Friday, June 22, 2007

Un padre que se convirtió en héroe

Pepe siempre ha sido un soñador con deseos de aventura. De niño vivió en Marruecos, Holanda y Francia. Esto se debía a que sus padres trabajaban para un diplomático, familiar suyo. Como a muchos sufridos españoles le tocó tragarse con patatas aquella horrorosa guerra civil, con tan solo dieciocho años. Salvó el pellejo por los pelos, gracias a las hábiles intercesiones de su madre en un momento especialmente crítico.

Sus máximas aspiraciones profesionales no se llegaron a realizar, pero ganó una codiciada oposición al Banco de España. Tuvo que dedicar mucho tiempo a sus padres, dada su condición de hijo único. A los cuarenta y dos años se casó con Ana María, de la que solo tuvo un hijo, aunque hubieran querido tener más. Pepe no descuidó entonces la atención a sus padres; incluso se los llevó consigo. Este acontecimiento llegó a suponer el heroísmo de Ana María –de quien ya os hablé- al atender al abuelo, ya impedido, en sus necesidades más perentorias por espacio de cinco años.

La abuela, a quien recuerdo como una ráfaga de alegría, falleció pronto. El abuelo cinco o seis años después. A mi me gustaba toquetear al abuelo, moldeando suavemente sus orejas o torciendo cariñosamente su nariz. Un día me pasé de la raya y una ágil bofetada suya rozó mi flequillo.

Pepe podría por fin viajar, pero su mujer e hijo no estaban mucho por esta afición. Pese a la severa oposición filial la familia hizo algunos buenos viajes, entre los que destacó una gira europea por Austria, Suiza, Alemania y Francia. Sin embargo, Pepe supo sacrificar muchas de sus aspiraciones turísticas y clavarse a un piso en la sierra porque pensó que sería mucho más beneficioso para su hijo; como así fue.

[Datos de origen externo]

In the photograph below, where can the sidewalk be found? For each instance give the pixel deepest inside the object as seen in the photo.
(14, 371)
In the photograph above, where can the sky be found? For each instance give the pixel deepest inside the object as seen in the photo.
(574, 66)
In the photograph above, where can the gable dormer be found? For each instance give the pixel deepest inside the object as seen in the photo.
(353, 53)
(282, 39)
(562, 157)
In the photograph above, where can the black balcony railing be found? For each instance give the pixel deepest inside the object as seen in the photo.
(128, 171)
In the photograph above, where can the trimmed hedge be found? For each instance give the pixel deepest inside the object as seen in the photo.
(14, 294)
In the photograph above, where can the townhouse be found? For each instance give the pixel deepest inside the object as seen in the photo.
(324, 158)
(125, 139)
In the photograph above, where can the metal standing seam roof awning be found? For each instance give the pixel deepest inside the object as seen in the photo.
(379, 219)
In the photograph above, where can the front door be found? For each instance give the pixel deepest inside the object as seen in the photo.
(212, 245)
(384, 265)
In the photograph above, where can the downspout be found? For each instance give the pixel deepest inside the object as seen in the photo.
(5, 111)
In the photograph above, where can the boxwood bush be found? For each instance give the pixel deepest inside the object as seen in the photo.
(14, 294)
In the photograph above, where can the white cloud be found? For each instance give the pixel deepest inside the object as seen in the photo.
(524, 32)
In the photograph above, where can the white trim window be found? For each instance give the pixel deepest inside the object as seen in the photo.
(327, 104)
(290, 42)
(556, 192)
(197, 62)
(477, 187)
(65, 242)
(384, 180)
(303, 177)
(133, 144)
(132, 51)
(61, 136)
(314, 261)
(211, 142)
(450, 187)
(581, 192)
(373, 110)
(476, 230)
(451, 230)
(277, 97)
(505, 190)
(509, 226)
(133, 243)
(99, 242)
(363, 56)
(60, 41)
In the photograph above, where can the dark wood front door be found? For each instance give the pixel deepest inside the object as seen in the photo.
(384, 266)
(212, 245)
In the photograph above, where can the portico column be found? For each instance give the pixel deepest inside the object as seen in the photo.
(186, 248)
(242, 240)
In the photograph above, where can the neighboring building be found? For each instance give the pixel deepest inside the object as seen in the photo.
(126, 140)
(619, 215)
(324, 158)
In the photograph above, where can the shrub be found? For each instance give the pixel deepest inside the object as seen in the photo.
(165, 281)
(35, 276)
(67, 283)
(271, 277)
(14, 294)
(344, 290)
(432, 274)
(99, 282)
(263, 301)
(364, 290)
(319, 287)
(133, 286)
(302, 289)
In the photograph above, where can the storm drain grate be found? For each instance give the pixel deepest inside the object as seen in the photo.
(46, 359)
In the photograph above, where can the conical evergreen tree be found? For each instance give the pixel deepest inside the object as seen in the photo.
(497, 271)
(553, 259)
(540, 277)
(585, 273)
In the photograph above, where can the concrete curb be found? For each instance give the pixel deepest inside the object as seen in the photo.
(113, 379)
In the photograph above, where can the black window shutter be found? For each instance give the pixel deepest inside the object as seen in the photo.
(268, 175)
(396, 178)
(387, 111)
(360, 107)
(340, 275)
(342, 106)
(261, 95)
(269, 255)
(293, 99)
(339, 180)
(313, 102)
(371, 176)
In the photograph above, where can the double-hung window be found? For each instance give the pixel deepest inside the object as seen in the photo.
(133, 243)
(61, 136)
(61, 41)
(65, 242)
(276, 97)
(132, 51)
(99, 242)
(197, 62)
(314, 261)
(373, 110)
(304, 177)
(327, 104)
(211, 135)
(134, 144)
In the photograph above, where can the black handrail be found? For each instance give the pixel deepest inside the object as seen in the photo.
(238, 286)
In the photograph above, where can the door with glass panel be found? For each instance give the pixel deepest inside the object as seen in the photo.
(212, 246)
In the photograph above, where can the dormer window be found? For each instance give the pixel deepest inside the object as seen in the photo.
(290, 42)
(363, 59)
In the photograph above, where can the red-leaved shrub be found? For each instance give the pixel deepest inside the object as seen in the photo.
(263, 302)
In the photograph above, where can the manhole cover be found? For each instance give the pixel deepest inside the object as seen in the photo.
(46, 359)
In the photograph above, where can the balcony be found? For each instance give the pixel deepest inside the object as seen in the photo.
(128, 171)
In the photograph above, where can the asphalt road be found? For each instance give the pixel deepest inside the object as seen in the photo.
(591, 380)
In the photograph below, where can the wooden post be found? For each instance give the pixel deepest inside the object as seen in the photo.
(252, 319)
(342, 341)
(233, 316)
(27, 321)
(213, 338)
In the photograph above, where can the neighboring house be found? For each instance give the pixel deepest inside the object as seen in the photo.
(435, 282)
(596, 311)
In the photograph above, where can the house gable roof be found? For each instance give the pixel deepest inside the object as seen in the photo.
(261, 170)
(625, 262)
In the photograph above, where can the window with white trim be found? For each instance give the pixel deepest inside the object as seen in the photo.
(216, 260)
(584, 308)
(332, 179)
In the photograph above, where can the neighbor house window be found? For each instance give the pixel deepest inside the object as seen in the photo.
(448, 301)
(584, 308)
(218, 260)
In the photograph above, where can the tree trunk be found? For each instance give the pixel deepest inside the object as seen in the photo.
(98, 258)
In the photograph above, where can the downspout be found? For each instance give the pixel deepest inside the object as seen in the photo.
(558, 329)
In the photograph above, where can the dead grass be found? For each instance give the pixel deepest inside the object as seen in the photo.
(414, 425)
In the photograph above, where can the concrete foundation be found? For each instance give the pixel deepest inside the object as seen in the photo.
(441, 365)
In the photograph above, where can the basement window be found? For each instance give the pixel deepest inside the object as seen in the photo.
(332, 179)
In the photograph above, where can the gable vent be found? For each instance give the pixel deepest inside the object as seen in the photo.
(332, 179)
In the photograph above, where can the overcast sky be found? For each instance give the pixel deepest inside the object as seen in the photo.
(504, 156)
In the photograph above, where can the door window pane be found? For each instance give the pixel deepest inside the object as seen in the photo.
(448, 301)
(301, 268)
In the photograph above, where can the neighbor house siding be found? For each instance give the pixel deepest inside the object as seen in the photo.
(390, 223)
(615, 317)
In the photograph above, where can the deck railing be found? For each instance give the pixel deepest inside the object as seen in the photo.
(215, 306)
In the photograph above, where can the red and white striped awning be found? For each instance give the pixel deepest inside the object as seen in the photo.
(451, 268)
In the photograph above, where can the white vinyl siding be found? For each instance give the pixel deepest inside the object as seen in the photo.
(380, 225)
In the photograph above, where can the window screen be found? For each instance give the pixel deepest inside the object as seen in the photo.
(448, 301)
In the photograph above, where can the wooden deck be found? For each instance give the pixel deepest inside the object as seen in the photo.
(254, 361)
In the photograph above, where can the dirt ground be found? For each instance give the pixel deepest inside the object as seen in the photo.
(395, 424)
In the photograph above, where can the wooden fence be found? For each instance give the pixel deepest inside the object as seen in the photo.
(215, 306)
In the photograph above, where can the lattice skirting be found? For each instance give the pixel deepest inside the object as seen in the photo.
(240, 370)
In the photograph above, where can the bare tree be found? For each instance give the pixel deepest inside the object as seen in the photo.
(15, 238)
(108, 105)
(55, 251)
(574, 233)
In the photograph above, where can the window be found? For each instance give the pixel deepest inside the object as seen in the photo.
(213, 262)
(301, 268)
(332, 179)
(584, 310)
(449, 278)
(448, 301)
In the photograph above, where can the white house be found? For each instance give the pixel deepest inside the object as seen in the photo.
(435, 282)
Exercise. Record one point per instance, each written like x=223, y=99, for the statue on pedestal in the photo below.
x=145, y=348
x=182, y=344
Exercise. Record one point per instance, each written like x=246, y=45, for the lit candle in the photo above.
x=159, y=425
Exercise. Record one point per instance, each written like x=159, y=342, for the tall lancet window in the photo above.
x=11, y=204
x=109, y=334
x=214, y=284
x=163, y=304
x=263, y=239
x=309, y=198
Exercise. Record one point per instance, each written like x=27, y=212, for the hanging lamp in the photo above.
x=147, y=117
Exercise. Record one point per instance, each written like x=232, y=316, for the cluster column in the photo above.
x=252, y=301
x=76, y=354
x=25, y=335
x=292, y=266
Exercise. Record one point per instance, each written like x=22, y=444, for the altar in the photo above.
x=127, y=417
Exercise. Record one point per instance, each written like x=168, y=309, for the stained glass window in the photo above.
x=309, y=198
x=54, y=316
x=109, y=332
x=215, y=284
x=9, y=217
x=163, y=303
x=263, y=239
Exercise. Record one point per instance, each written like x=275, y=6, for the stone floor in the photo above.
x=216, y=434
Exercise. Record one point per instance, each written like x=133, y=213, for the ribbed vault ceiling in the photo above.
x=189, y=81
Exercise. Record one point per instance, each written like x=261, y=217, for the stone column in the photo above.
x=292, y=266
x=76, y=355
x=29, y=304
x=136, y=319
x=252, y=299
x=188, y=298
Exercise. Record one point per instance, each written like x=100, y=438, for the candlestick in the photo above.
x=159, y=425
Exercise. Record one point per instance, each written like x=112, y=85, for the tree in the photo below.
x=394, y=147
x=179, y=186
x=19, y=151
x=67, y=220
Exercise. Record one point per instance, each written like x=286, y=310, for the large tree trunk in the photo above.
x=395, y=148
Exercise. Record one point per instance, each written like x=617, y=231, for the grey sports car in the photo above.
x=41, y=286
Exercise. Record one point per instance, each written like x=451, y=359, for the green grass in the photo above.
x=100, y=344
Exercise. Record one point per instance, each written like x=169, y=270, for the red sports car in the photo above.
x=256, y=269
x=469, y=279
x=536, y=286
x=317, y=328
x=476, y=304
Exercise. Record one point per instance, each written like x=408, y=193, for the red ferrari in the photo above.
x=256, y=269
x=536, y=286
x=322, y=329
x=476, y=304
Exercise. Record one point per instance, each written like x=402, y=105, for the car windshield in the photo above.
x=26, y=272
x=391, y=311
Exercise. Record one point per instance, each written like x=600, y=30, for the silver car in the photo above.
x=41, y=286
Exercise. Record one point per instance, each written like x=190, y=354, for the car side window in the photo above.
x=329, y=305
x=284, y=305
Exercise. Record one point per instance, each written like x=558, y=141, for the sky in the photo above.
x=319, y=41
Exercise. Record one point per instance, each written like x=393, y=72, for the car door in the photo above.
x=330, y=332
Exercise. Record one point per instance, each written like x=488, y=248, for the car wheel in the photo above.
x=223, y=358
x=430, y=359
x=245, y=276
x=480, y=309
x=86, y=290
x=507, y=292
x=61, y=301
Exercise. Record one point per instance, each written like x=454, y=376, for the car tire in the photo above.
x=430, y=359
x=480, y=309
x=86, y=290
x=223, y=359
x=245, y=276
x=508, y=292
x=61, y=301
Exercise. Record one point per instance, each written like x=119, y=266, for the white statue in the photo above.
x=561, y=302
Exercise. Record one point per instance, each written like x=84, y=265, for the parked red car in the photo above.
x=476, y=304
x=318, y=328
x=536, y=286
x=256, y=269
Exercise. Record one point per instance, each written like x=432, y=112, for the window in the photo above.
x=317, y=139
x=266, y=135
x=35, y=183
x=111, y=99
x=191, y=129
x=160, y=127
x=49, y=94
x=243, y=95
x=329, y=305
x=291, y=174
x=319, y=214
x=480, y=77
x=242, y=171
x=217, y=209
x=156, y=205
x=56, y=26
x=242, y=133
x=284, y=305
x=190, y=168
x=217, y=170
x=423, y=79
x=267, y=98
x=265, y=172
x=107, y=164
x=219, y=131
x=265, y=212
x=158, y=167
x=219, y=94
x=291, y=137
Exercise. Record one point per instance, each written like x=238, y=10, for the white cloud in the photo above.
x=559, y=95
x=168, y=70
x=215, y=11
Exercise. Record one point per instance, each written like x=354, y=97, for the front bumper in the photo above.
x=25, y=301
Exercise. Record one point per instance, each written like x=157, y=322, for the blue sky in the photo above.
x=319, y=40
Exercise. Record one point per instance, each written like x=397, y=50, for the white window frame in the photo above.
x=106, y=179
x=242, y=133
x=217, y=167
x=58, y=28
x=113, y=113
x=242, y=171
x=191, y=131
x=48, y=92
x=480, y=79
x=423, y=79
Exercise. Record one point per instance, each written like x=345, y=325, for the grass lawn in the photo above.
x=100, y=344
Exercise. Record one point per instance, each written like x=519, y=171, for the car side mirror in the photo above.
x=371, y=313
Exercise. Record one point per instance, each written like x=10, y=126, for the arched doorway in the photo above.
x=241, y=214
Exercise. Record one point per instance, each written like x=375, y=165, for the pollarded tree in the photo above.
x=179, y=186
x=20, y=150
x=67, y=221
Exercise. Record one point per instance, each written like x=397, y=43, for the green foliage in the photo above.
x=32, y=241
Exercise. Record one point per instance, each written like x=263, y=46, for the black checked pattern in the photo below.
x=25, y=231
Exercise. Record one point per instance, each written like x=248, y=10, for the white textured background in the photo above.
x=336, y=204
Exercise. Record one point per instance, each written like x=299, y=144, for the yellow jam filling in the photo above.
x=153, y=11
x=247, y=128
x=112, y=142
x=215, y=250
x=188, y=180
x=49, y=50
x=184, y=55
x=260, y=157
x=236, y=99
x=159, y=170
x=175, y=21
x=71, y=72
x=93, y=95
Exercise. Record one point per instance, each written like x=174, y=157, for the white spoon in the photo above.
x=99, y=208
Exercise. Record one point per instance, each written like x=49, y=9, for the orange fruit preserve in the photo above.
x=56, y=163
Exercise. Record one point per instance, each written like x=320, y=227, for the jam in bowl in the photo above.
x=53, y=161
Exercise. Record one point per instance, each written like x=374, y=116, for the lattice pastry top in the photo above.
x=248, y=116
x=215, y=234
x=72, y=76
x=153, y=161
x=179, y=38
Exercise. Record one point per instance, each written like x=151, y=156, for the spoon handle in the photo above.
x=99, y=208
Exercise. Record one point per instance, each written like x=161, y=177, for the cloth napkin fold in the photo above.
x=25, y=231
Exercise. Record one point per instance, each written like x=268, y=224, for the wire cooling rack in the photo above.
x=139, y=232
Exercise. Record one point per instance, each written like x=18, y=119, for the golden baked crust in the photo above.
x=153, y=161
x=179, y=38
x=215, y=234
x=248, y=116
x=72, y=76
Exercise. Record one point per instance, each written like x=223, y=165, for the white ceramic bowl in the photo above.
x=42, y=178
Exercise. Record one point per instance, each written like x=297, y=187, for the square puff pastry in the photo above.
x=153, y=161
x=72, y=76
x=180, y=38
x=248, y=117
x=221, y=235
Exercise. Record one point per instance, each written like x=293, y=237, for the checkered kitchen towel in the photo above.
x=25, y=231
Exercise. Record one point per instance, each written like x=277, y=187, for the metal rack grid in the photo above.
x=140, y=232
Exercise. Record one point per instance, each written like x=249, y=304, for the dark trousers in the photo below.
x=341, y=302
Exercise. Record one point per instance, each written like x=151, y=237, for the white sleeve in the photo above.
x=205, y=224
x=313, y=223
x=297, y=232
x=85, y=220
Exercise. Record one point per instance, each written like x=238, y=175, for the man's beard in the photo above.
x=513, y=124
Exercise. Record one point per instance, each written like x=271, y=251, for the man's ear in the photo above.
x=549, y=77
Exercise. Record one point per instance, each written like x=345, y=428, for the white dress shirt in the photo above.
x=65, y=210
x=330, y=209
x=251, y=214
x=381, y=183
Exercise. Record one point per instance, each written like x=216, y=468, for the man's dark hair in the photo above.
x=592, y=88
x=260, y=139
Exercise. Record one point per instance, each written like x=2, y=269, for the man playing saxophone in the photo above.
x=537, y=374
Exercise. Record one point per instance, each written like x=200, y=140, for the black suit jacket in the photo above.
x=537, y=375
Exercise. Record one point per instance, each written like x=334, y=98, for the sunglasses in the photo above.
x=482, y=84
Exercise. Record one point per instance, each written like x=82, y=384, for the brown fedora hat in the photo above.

Cuando enviudó, tras la tremenda enfermedad de Ana María, le vi desvalido. Todo su aplomo -ya tenía setenta y dos años- se tambaleó. La Biblia dice con sabiduría que “no es bueno que el hombre esté solo”. A Pepe le quedaba su hijo, quien ya hacía una vida propia. Cuantas han debido ser para este viudo las horas de soledad. ¡Qué duro! En cierta ocasión quiso hacer un viaje a Holanda para recordar su infancia. Allí vio una estatua con una inscripción: “solitario, mas no solo”. Me confesó que se echó a llorar. Padre e hijo se veían tres o cuatro veces por semana, pero no convivían habitualmente en la casa paterna. Pepe combatía la soledad con frecuentes escapadas a Cercedilla, donde un posible amor tardío no llegó a cuajar. En el 2000, año jubilar, sufrió una neumonía doble que comprometió su vida. Felizmente se recuperó. Comenzó su vida en las residencias para personas mayores. Tras aquella enfermedad tuvo que pasar mucho tiempo sentado, asistido con oxígeno, en lo que él llamaba “el banco de la paciencia”. Actualmente vive en una buena residencia situada en la madrileña calle de Ayala. En una silla de ruedas tiene una crucial visita diaria: la comunión. Su hijo le ve en días alternos y el domingo, tras la misa, le da un paseo mañanero en coche, escuchando a Chopin, en días más melancólicos, o a Bethowen cuando hay más energías.

Siempre me llevé bien con mi padre, pero nunca me imaginé que llegaríamos a ser íntimos amigos como lo somos ahora, a sus ochenta y nueve noviembres. En estos últimos años jamás le he oído quejarse de nada, absolutamente de nada. Cierto día, haciendo alardes de cuidador, quise quitarle el cojín sobre el que se sentaba, sin levantarle. Lo que conseguí fue, ante mi espanto, tirar la silla de ruedas al suelo y a mi padre detrás. –“Estoy bien, estoy bien”... Estas fueron sus palabras.

Mi padre ha tenido siempre cierta pachorra valenciana y algo de conformismo ante la vida, cualidades que yo nunca había valorado muy positivamente. Sin embargo, estas características le han ayudado a vivir su ancianidad y a pasar a ser, cosa que jamás hubiera sospechado, mi héroe.